I am deploying my Github repo to a Media Temple Grid Server using Capistrano. In order to do this, I've setup the following:
- Enabled logging into the remote server with SSH keys (following this guide)
- Created an SSH key on the remote server and added the SSH keys to Github (so I can pull/clone a repo from Github)
- Setup my Capistrano deploy.rb file with
set :use_sudo, falseanddefault_run_options[:pty] = truebecause I am connecting and deploying with SSH keys and want to be as secure as possible
I'd like to know if this is:
- Secure: Is my workflow secure?
- Conventional: Is this the orthodox way of setting up this workflow?
Unfortunately, I was unable to use SSH agent forwarding with the Grid Server. I understand this is easier (and potentially safer) than creating SSH keys on the remote server and sharing them with Github.
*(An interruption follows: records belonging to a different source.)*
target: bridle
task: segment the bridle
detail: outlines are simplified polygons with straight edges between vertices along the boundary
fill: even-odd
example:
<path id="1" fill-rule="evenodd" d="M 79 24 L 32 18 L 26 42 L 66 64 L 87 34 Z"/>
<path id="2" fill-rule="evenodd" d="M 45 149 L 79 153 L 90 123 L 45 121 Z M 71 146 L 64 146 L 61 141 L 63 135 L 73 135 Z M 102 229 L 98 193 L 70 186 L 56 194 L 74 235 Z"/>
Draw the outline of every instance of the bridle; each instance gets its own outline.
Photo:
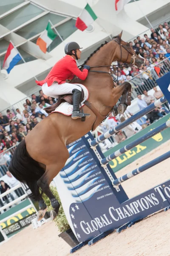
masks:
<path id="1" fill-rule="evenodd" d="M 117 69 L 117 73 L 118 73 L 117 76 L 118 76 L 118 68 L 119 67 L 127 67 L 129 66 L 131 64 L 132 64 L 133 66 L 134 66 L 135 63 L 135 59 L 139 53 L 138 52 L 136 52 L 136 54 L 135 54 L 134 53 L 132 52 L 128 49 L 127 49 L 126 47 L 126 46 L 128 46 L 128 47 L 129 46 L 129 44 L 128 43 L 128 44 L 126 44 L 126 45 L 124 45 L 124 44 L 121 44 L 121 39 L 120 38 L 120 37 L 119 36 L 119 35 L 114 37 L 111 41 L 113 41 L 113 40 L 115 41 L 115 42 L 116 42 L 120 46 L 120 62 L 121 62 L 122 61 L 122 47 L 123 47 L 128 52 L 127 58 L 126 58 L 126 60 L 125 61 L 125 62 L 126 62 L 126 61 L 128 60 L 129 54 L 131 54 L 131 61 L 130 61 L 130 62 L 129 63 L 129 64 L 125 64 L 123 65 L 118 64 L 118 65 L 105 65 L 105 66 L 95 66 L 94 67 L 90 67 L 90 68 L 91 69 L 91 68 L 95 68 L 95 67 L 112 67 L 112 68 L 110 67 L 110 69 Z M 79 67 L 83 67 L 83 66 L 84 65 L 81 65 L 80 66 L 79 66 Z M 109 72 L 107 72 L 106 71 L 102 71 L 102 70 L 100 71 L 100 70 L 90 70 L 88 72 L 96 72 L 96 73 L 105 73 L 106 74 L 108 74 L 109 75 L 110 75 L 110 76 L 111 76 L 111 74 L 109 73 Z"/>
As far as I know Media temple does not block SSH Forwarding on their Grid service. You most likely have an issue with your configuration someplace, or your keys are not actually added to your keychain. Github has a good walkthru on setting this up.
Github's instructions for SSH Forwarding
Not having worked with Capistrano, or Ruby, I don't know how those guys set up their workflow, but you want to get the forwarding working if at all possible to be most secure (don't want to have your private keys sitting out on a virtual hosting server that might get compromised at any time).
Per The Brawny Man's suggestion, Media Temple does let you use SSH forwarding. Since the keys won't live on the server after I log out, this is going to be the most secure method of authentication.